Exception in thread "streaming-job-executor-0" java.lang.IncompatibleClassChangeError: Implementing class 
at java.lang.ClassLoader.defineClass1(Native Method) 
at java.lang.ClassLoader.defineClass(ClassLoader.java:763) 
at java.security.SecureClassLoader.defineClass(SecureClassLoader.java:142) 
at java.net.URLClassLoader.defineClass(URLClassLoader.java:467) 
at java.net.URLClassLoader.access$100(URLClassLoader.java:73) 

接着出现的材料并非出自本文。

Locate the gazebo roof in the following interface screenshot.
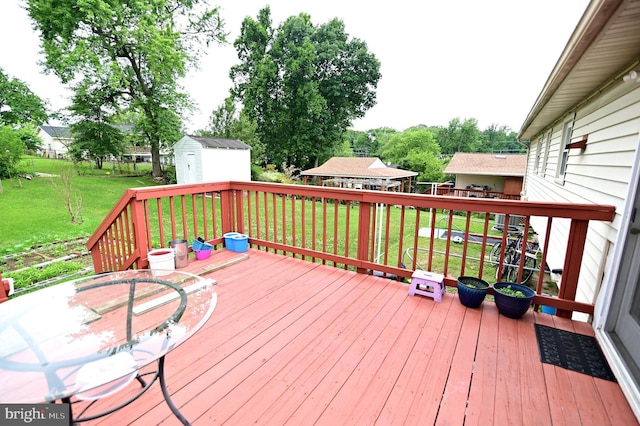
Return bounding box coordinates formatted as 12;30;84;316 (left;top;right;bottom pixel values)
301;157;418;179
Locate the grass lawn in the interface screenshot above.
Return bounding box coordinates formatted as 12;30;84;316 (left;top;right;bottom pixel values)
1;157;543;285
0;157;159;255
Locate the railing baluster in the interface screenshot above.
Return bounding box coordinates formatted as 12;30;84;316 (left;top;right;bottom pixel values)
301;196;307;261
344;200;351;269
191;194;198;241
396;206;406;271
169;196;176;240
311;197;317;261
156;198;166;245
143;200;152;250
201;192;208;240
357;200;372;274
369;202;377;264
382;204;391;271
271;193;277;253
322;197;328;265
478;213;491;277
443;209;454;276
211;191;218;239
291;194;297;256
180;195;187;242
281;193;287;256
460;212;472;276
333;199;339;266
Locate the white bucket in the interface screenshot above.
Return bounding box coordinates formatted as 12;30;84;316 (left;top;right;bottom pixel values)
148;249;175;275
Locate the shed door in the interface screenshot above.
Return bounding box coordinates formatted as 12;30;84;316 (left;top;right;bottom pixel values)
185;153;197;184
503;177;523;195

at java.net.URLClassLoader$1.run(URLClassLoader.java:368) 
at java.net.URLClassLoader$1.run(URLClassLoader.java:362) 
at java.security.AccessController.doPrivileged(Native Method) 
at java.net.URLClassLoader.findClass(URLClassLoader.java:361) 
at java.lang.ClassLoader.loadClass(ClassLoader.java:424) 
at sun.misc.Launcher$AppClassLoader.loadClass(Launcher.java:335) 
at java.lang.ClassLoader.loadClass(ClassLoader.java:357) 
at org.apache.spark.rdd.PairRDDFunctions$$anonfun$saveAsHadoopDataset$1.apply$mcV$sp(PairRDDFunctions.scala:1194) 
at org.apache.spark.rdd.PairRDDFunctions$$anonfun$saveAsHadoopDataset$1.apply(PairRDDFunctions.scala:1168) 
at org.apache.spark.rdd.PairRDDFunctions$$anonfun$saveAsHadoopDataset$1.apply(PairRDDFunctions.scala:1168) 
at org.apache.spark.rdd.RDDOperationScope$.withScope(RDDOperationScope.scala:151) 
at org.apache.spark.rdd.RDDOperationScope$.withScope(RDDOperationScope.scala:112) 
at org.apache.spark.rdd.RDD.withScope(RDD.scala:362) 
at org.apache.spark.rdd.PairRDDFunctions.saveAsHadoopDataset(PairRDDFunctions.scala:1168) 
at org.apache.spark.rdd.PairRDDFunctions$$anonfun$saveAsHadoopFile$4.apply$mcV$sp(PairRDDFunctions.scala:1071) 
at org.apache.spark.rdd.PairRDDFunctions$$anonfun$saveAsHadoopFile$4.apply(PairRDDFunctions.scala:1037) 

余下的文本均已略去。